В одной стороны, страшилки старухи, с другой — непомерно большая плата. Словно речь шла не о грязном закутке чердака, а каком-то дворце. Но прежде, чем царевич успел сказать слово и этим, возможно, все испортить, с головой выдавая себя — ведь он-то подумал, что речь шла о серебре, — Лот, воспользовавшийся тем временем, когда его приятель, затаив дыхание, слушал сказки старухи, чтобы до чистоты отдраить свою плошку, выудил из пояса медяшки и, старательно отсчитав нужную сумму, сдвинул горку к хозяину трактира.

— По рукам, — прохрипел трактирщик и быстрым движением огромной ладони, похожей, скорее на медвежью лапу, чем человеческую пятерню, сгреб монеты со стола. Его глаза не вспыхнули радостным блеском при виде денег, в поведении ничего не изменилось, словно этому странному человеку было совершенно все равно, есть у пришельцев чем заплатить за постой или нет. Более того, получив плату, он потерял к гостям всякий интерес и, вместо того, чтобы попытаться выудить у них еще пару монет, решительно повернулся спиной, стремясь вернуться обратно в полумрак.

— Странно все это… — задумчиво глядя ему вслед, вздохнул Аль-ми.

Лот лишь нахмурился, а в следующее мгновение, поднявшись, решительно потянул приятеля в сторону лестницы.

— Пошли наверх.

— Слушай, — притянув того к себе, зашептал на ухо царевич. — А может ну их, эти деньги мертвецов. Считай, расплатились за жизнь. Пошли отсюда, пока еще светло, — он украдкой глянул через плечо на залу, в которой среди серой мути медленно скользили какие-то неясные очертания, слишком уж похожие на призраков. — А то еще, неровен час…

К его удивлению, Лот в ответ прыснул со смеха.

— Ты что?! — царевич удивился — неужели тот ничего не понял, и даже обиделся — а если и так, зачем смеяться? Кому это приятно?

— Это ты что? — уже поднимаясь по высоким, жутко скрипучим ступеням, бросил через плечо бродяга. — Они ведь нас специально пугали. Чтобы мы убрались восвояси.

— И, несмотря на это считаешь их, — он мотнул головой назад, на полнивших зал невидимок, — обычными людьми?

— Обычными — нет. Назови ты их опасными — я бы с тобой согласился.
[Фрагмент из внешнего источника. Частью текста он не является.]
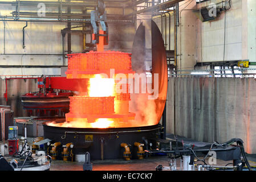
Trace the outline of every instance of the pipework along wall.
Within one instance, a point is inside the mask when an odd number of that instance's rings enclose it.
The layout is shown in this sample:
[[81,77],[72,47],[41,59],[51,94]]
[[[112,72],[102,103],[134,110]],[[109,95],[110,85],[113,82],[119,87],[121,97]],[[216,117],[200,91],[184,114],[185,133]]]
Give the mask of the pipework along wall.
[[[58,13],[57,7],[46,7],[47,12]],[[64,9],[64,8],[63,8]],[[120,9],[121,10],[121,9]],[[36,12],[37,6],[21,6],[21,11]],[[65,10],[63,13],[65,13]],[[82,13],[79,10],[72,9],[74,13]],[[15,6],[1,4],[0,15],[12,16]],[[107,9],[108,14],[123,14],[116,9]],[[125,13],[129,13],[128,10]],[[36,16],[35,16],[36,17]],[[3,19],[1,20],[3,20]],[[0,21],[0,75],[60,75],[63,64],[62,36],[61,30],[66,28],[67,23],[32,22],[27,23],[25,28],[25,48],[23,48],[22,28],[25,22]],[[72,23],[71,27],[82,26]],[[105,49],[131,52],[134,35],[134,23],[108,23],[109,45]],[[82,28],[74,30],[82,30]],[[88,36],[87,36],[88,37]],[[64,50],[67,51],[67,35]],[[90,40],[87,40],[89,42]],[[79,32],[71,34],[72,53],[82,52],[83,37]],[[32,55],[31,55],[32,54]],[[35,55],[39,54],[38,55]],[[67,65],[67,60],[65,60]],[[14,67],[7,68],[7,66]],[[26,68],[26,66],[46,66],[47,68]]]
[[6,99],[3,97],[6,89],[6,80],[0,78],[0,105],[11,106],[15,117],[27,116],[26,110],[22,109],[20,96],[30,92],[38,91],[37,79],[7,80],[7,102]]

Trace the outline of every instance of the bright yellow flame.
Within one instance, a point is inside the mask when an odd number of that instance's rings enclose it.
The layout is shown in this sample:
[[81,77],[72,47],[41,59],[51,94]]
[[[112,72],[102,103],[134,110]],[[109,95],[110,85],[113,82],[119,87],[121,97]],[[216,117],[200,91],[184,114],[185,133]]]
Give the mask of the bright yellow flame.
[[90,97],[114,96],[115,80],[102,78],[100,75],[90,78],[88,94]]
[[113,123],[113,121],[109,121],[109,119],[107,118],[99,118],[96,120],[94,123],[92,123],[91,125],[92,127],[105,129],[109,127],[112,123]]

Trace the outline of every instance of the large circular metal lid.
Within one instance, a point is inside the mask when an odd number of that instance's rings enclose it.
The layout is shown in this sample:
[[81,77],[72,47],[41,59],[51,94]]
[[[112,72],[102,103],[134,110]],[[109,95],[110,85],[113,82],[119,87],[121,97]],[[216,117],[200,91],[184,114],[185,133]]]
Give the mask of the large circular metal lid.
[[[131,94],[131,106],[138,111],[135,111],[136,117],[148,120],[152,118],[156,122],[154,124],[159,123],[167,95],[167,62],[162,35],[152,20],[141,22],[136,32],[132,52],[132,68],[137,73],[148,75],[151,72],[152,88],[158,86],[158,97],[153,101],[147,99],[144,94]],[[157,76],[158,84],[154,81],[155,76]]]

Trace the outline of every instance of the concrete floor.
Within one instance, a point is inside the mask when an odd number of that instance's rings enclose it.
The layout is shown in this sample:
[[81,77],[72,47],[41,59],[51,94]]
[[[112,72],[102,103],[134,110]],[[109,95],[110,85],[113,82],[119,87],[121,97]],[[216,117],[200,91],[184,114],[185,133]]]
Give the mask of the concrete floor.
[[[256,166],[256,158],[250,158],[250,165]],[[206,159],[207,160],[207,159]],[[170,159],[167,156],[151,156],[147,159],[133,159],[126,161],[124,159],[105,160],[92,161],[92,171],[155,171],[156,167],[161,164],[168,167]],[[223,161],[217,159],[218,166],[224,166],[233,161]],[[200,164],[200,162],[196,162]],[[61,160],[52,161],[51,171],[82,171],[83,163],[63,162]],[[177,167],[180,168],[180,160],[177,160]]]
[[[32,142],[32,138],[28,138],[29,144]],[[6,143],[7,143],[6,142]],[[2,144],[2,143],[0,143]],[[198,155],[199,156],[199,155]],[[251,166],[256,166],[256,154],[247,155],[247,159]],[[207,159],[206,159],[207,160]],[[104,160],[92,160],[93,171],[155,171],[156,167],[161,164],[168,167],[170,159],[166,155],[152,156],[147,159],[133,159],[125,160],[123,159]],[[207,160],[206,160],[207,161]],[[176,162],[177,167],[180,168],[180,160]],[[218,166],[224,166],[233,161],[223,161],[217,159]],[[196,162],[200,164],[200,162]],[[51,165],[51,171],[82,171],[83,162],[64,162],[63,160],[52,160]]]

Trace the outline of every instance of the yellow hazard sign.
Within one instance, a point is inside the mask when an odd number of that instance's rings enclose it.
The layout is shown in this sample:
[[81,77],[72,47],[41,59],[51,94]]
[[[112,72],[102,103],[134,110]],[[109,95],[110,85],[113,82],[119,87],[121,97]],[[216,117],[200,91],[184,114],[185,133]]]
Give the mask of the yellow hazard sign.
[[94,139],[94,135],[86,135],[86,142],[92,142]]

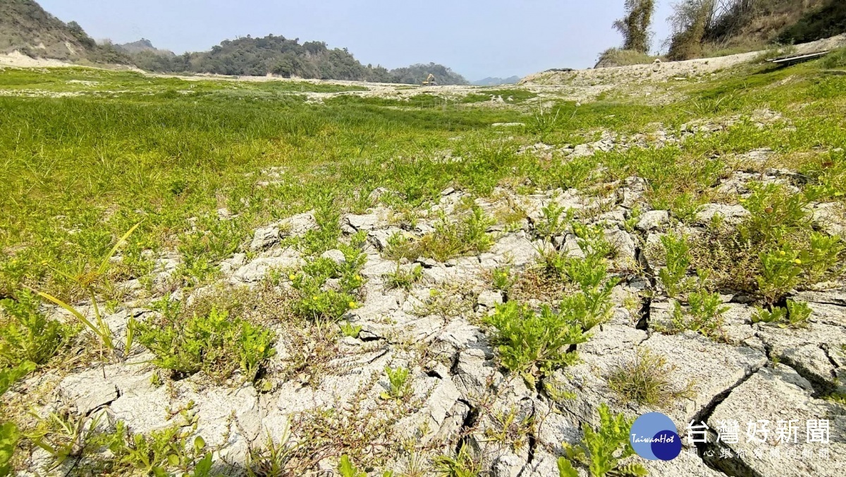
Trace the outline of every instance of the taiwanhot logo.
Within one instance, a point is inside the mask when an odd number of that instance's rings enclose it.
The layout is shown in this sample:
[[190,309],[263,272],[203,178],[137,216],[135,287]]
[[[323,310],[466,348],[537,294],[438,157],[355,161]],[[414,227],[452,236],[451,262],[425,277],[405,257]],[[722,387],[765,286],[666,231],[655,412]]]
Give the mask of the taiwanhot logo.
[[682,452],[682,440],[673,419],[649,413],[632,424],[629,441],[637,455],[649,460],[673,460]]

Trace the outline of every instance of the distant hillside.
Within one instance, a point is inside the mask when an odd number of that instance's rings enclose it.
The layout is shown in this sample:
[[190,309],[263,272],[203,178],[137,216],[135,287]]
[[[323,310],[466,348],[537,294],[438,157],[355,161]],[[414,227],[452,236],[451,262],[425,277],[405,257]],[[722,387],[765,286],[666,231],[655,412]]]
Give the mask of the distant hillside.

Но то, что они — не порождения тьмы, это точно.

— Ты думаешь, — Алиора слова приятеля совсем не успокоили, скорее даже наоборот, когда встреча с разбойниками научила его бояться смертных ничуть не меньше нечистой силы, — что это — лихие люди?

— Зачем рядиться в шкуру оборотня, если не ради того, чтобы спрятать под ней волчью?

Царевич кашлянул, еще раз, пытаясь освободиться от забившего горло, мешая вздохнуть, комка нервов.

— Пошли, пошли, — бродяга же продолжал подниматься, вынуждая приятеля сделать то же. — Поздно уже что-то менять.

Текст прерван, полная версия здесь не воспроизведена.